In Suriname is dit jaar vooral door de commercie extra aandacht besteed aan de Internationale Dag van de Vrouw. De insteek was meer commercieel om zaken te doen. De achtergrond van deze dag en haar relevantie is niet echt naar buiten gekomen. We denken aan deze dag vooral aan de vrouwenrechten en het Vrouwenrechtenverdrag dat door Suriname is geratificeerd. Ook denken we aan de vrouwenbeweging die door vergrijzing en de invloed van de natuur een stille dood aan het sterven is.
Vanuit de overheid is Binnenlandse Zaken het ministerie dat de rechten van de vrouw moet coördineren via het Nationaal Bureau Genderrechten. Veel horen we niet van dit bureau, men is of te bescheiden of heeft het bureau te maken met een tekort aan capaciteit. Bijna alle ministeries van Suriname hebben te maken met genderrechten, de sociale ministeries maar ook de economische ministeries lopen daar vooraan. Gelijkheid en de genderrechten zijn ook onderdeel van de Duurzame Ontwikkelingsdoelstellingen (SDG’s) en wel SDG No. 5 en No. 10.

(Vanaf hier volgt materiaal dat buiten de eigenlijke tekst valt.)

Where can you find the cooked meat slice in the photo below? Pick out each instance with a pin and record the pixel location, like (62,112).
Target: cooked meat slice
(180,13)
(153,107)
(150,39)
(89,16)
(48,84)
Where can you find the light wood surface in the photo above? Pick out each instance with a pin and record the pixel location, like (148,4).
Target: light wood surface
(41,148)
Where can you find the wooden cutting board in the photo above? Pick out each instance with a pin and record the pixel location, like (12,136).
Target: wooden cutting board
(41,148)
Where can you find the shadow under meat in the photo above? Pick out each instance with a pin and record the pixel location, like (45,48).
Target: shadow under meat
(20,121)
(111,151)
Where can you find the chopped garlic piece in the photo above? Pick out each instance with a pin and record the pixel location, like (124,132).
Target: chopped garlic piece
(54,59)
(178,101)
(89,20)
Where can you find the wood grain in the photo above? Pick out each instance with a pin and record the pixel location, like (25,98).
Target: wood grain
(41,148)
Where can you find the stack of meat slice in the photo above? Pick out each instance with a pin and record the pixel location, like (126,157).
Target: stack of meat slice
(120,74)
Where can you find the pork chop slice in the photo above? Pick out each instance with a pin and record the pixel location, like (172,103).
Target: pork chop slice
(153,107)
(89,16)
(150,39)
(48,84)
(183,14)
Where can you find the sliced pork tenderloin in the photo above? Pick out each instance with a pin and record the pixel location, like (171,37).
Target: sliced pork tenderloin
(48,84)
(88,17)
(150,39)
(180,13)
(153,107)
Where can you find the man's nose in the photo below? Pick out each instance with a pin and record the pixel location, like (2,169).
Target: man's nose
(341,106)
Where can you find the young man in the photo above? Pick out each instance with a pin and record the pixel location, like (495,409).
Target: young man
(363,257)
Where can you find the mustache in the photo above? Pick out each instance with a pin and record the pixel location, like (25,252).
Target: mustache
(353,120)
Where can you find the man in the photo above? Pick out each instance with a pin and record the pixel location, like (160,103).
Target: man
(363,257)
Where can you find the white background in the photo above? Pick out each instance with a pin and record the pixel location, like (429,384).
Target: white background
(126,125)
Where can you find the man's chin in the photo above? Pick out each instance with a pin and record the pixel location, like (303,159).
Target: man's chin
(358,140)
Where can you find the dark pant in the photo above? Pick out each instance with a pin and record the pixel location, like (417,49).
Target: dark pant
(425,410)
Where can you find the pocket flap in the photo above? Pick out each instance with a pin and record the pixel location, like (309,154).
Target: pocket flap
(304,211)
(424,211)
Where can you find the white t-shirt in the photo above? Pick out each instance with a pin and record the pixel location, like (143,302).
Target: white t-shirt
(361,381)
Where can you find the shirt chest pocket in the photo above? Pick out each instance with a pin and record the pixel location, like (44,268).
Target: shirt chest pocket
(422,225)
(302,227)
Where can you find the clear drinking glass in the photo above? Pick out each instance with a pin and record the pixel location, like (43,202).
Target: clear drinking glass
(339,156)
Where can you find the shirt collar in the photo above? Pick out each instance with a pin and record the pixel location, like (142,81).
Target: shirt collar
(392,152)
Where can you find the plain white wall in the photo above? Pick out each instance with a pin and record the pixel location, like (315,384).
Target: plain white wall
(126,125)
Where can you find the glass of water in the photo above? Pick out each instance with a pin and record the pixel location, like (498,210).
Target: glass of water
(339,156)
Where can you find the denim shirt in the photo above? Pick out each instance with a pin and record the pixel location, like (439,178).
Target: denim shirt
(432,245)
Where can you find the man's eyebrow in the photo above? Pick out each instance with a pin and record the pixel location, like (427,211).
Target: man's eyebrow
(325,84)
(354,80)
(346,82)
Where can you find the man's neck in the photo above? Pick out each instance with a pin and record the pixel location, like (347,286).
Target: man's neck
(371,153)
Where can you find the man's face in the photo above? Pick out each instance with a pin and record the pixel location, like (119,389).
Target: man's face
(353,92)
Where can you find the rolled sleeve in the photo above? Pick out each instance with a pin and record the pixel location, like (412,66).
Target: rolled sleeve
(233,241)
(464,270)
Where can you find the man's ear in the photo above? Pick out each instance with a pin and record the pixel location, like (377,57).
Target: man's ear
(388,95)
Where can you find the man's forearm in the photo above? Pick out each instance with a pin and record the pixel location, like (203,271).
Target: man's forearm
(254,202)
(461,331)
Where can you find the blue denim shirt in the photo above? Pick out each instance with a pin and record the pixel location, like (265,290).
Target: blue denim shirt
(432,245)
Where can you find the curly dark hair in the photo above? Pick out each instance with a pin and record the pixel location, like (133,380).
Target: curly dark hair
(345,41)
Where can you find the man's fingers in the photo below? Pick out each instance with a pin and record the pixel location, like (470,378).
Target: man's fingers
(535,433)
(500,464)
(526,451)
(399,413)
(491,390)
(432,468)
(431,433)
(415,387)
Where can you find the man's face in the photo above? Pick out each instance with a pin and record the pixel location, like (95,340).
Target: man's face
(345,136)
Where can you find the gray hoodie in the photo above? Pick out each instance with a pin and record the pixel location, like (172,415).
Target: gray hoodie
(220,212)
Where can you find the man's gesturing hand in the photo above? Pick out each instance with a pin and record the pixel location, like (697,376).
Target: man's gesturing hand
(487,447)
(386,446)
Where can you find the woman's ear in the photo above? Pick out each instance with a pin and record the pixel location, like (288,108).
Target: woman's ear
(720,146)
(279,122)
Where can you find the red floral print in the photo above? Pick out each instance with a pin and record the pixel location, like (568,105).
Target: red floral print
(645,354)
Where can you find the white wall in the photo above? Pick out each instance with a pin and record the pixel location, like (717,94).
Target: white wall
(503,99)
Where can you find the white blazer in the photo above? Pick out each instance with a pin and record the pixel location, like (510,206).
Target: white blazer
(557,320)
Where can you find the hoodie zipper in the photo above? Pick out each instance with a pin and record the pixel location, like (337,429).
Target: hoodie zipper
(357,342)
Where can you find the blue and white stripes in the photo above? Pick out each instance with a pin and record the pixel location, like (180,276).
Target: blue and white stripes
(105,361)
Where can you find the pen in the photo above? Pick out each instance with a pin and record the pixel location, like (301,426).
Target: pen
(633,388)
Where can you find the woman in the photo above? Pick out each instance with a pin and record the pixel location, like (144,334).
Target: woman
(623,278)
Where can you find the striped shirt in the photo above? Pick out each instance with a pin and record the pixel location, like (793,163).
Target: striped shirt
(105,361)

Het Vrouwenrechtenverdrag is door Suriname geratificeerd en daarop komen we straks terug.
De Internationale Dag van de Vrouw op 8 maart is ontstaan als een dag van strijd en erkenning voor de economische, politieke en sociale prestaties van vrouwen. Het idee voor een ‘vrouwendag’ werd voor het eerst voorgesteld in 1910 door Clara Zetkin, een Duitse socialiste en vrouwenrechtenactiviste, tijdens de Tweede Internationale Conferentie van Werkende Vrouwen in Kopenhagen. Zetkin stelde voor om elk jaar een dag te kiezen waarop vrouwen wereldwijd zouden pleiten voor gelijke rechten, inclusief het stemrecht.
De eerste Vrouwendag werd in 1911 in enkele Europese landen gevierd met demonstraties en bijeenkomsten. De datum, 8 maart, werd in 1917 symbolisch toen vrouwen in Sint-Petersburg, Rusland, staakten voor “Brood en Vrede” – wat een belangrijke aanloop was naar de Russische Revolutie. De Verenigde Naties erkende officieel 8 maart als Internationale Vrouwendag in 1975, tijdens het Internationaal Jaar van de Vrouw, om aandacht te vragen voor de strijd voor vrouwengelijkheid en empowerment over de hele wereld.

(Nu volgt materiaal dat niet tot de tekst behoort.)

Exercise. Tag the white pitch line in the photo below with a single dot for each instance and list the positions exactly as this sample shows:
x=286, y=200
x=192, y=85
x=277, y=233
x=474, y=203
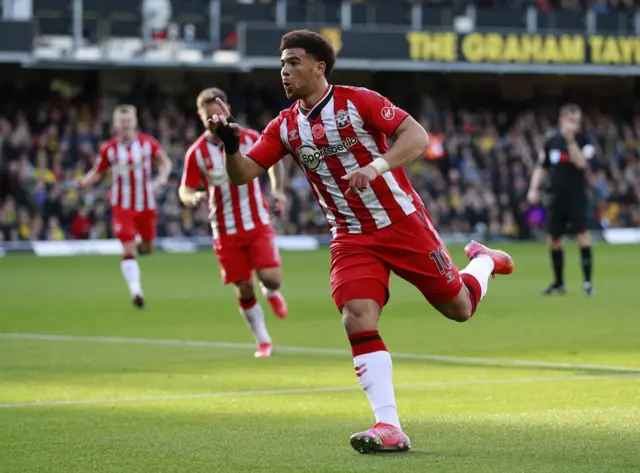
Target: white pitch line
x=324, y=351
x=274, y=392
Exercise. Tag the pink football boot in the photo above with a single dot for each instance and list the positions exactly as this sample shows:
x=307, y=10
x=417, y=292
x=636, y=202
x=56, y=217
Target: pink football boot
x=381, y=438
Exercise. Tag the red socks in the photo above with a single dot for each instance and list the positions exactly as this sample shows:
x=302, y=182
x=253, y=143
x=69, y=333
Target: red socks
x=366, y=342
x=475, y=290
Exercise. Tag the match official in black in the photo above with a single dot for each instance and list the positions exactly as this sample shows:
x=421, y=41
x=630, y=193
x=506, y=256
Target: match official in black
x=565, y=158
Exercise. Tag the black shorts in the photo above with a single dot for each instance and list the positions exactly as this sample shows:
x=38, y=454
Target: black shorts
x=566, y=218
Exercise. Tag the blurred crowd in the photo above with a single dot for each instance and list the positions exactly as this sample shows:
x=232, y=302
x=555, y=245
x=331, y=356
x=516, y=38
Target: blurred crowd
x=474, y=177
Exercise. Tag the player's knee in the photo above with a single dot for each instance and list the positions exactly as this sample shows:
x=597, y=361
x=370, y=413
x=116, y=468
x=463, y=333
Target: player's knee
x=583, y=239
x=245, y=290
x=145, y=247
x=271, y=278
x=458, y=310
x=360, y=315
x=129, y=250
x=555, y=243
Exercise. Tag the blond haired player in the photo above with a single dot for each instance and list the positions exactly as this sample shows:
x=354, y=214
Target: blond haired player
x=243, y=238
x=131, y=156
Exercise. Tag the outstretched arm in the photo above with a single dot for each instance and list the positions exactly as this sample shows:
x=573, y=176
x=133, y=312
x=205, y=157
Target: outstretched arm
x=90, y=178
x=98, y=170
x=164, y=168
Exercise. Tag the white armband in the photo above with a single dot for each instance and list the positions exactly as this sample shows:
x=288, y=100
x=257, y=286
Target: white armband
x=381, y=165
x=588, y=151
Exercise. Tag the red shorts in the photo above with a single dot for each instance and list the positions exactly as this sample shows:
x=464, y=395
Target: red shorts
x=240, y=254
x=411, y=248
x=126, y=223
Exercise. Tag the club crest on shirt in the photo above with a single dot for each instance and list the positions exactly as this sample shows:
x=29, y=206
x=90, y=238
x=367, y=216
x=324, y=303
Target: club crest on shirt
x=317, y=131
x=216, y=177
x=388, y=113
x=343, y=119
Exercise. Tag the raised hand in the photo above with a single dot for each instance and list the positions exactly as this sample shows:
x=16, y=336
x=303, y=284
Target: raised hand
x=225, y=127
x=359, y=179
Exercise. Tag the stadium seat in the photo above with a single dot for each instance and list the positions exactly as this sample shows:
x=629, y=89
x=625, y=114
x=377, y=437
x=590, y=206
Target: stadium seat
x=610, y=23
x=53, y=17
x=433, y=16
x=192, y=13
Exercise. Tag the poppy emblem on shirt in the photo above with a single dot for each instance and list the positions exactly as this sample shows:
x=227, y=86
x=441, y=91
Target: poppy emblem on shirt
x=317, y=130
x=343, y=119
x=388, y=113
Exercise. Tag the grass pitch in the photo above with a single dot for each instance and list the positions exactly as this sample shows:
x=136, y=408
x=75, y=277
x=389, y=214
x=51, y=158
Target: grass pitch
x=111, y=390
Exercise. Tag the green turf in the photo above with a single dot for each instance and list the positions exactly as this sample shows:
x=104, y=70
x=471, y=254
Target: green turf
x=462, y=417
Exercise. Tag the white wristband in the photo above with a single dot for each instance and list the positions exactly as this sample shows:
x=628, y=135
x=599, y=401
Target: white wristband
x=381, y=165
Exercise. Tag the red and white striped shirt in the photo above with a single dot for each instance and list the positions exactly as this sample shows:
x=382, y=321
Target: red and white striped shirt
x=346, y=130
x=234, y=209
x=131, y=166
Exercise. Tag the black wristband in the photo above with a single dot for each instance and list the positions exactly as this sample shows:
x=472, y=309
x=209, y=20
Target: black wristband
x=228, y=137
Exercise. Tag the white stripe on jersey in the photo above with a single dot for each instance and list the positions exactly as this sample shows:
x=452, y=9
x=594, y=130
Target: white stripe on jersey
x=330, y=217
x=350, y=163
x=137, y=154
x=365, y=138
x=225, y=190
x=284, y=134
x=151, y=198
x=328, y=181
x=212, y=195
x=111, y=155
x=245, y=207
x=262, y=210
x=123, y=159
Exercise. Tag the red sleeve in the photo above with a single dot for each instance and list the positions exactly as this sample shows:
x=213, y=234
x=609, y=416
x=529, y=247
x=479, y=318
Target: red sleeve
x=378, y=112
x=269, y=149
x=103, y=163
x=191, y=176
x=156, y=149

De reden achter het markeren van deze dag is het vieren van de prestaties van vrouwen, terwijl er ook aandacht wordt gevraagd voor de voortdurende strijd tegen genderongelijkheid en discriminatie. Het is een dag van reflectie op de vooruitgang die is geboekt, het oproepen tot verandering en het vieren van de daadkracht van vrouwen van alle tijden en plaatsen in de geschiedenis.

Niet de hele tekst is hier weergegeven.